Angelo Giuliano
Now in remission, Angelo Giuliano says cancer taught him to cherish life and view the world with greater appreciation. He credits his Laguna Beach neighbor, UCI oncologist Leonard Sender, with saving his life. Paul R. Kennedy

Cancer was the last thing on Angelo Giuliano’s mind when the high-energy entrepreneur experienced bouts of fatigue in early 2009. The 28-year-old attributed it to 60-hour weeks launching his advertising business.

When the itching began soon after, Giuliano begged his wife to lay off the laundry softener. That didn’t help, so the Laguna Beach couple took their pugs to the vet to be checked for fleas.

No fleas. But Giuliano had no time to fret. He was juggling an early-morning barista job with night and weekend work for his business. He also had begun doing strategic planning for a campaign to help adolescent and young adult cancer patients initiated by his neighbor, Dr. Leonard Sender, a UC Irvine oncologist.

In mid-May, Giuliano noticed a golf-ball-size bump below his left armpit and asked a co-worker to take a look. “Angelo,” she said, “it feels like a swollen lymph node. I think you might have an infection.”

Giuliano did a computer search for information on swollen lymph nodes and itching. “All these cancer sites popped up,” he recalls. “I was a little concerned, but I thought there was no way I could possibly have cancer.”

He mentioned it to his wife, Leah, the next evening, a Saturday. He balked initially when she insisted that he call Sender, not wanting to bother his friend, who was away for his daughter’s college graduation.

“I don’t want to alarm you,” Sender told Guiliano when he finally called, “but it sounds like Hodgkin’s or non-Hodgkin’s disease. I want to get you in right away for testing.”

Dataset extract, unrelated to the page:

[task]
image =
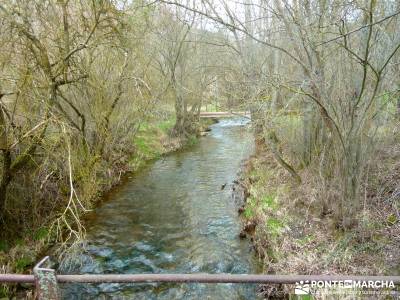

On Sunday, Sender alerted his medical team at UCI’s Chao Family Comprehensive Cancer Center to schedule Giuliano for a battery of tests Monday morning. Wednesday night, Sender called with the needle biopsy results: cancer.

Giuliano had anaplastic large T-cell non-Hodgkin’s lymphoma, a rare and aggressive cancer. He was immediately put on an intensive regimen of chemotherapy.

At first, Giuliano thought Sender was making sure he got preferential care. “I felt like a red carpet was laid out for me at UC Irvine,” he says. “Then I came to realize I wasn’t special – everybody is treated the same way.”

The four long months of chemotherapy were hard, but Giuliano seldom let it slow him down. He was determined to build his business, all the while preparing for the worst. He wanted to be certain his wife was provided for, and all of his senses seemed to be heightened.

One day as he and Leah lay beside each other on the beach, Giuliano marveled at the texture of the sand and contemplated how much he’d miss the rich blue of the sky. “I thought to myself, ‘Well, I’d miss red too – and the color orange, the sound of the surf. And I’d miss so much the warmth of my wife’s body next to me,’” he recalls.

In an instant, that idea flipped on its head: “I realized it would be me that was missing, that it would be my wife feeling these things. I had to know that she would be OK.” He extracted a promise from Leah that she would remarry, have kids “and enjoy life to the fullest.” But she felt in her heart that their story was far from over.

Several weeks later, scans and tests showed that Giuliano’s lymph nodes were clear of cancer. He has a 70 percent to 80 percent chance of being cured and will be tracked closely for five years. “It’s been fantastic to watch Angelo’s positive attitude at work,” says Sender.

Giuliano credits the doctor. “Lennie is a lifesaver, truly. It was as if I was hanging by one finger from a cliff, about to plummet to my death. He and his team pulled me up and saved my life.”

He’s still amazed by the coincidence of his volunteer work for Sender’s SeventyK campaign, which aims to raise awareness of – and research funding for – the 70,000 American teens and adults under 40 each year who, like Giuliano, are diagnosed with cancer. It’s a demographic prone to especially virulent cancers, Sender says, a group routinely ignored in studies and one that reacts very differently to standard treatments for small children and people over 40.

Giuliano is regaining his stamina and making plans for the future. But the intensity of that moment on the beach with Leah has stayed with him. “I’ll never be able to express in words my appreciation for Dr. Sender,” he says. “It sounds stupid, but cancer has been a gift. I appreciate life so much more.”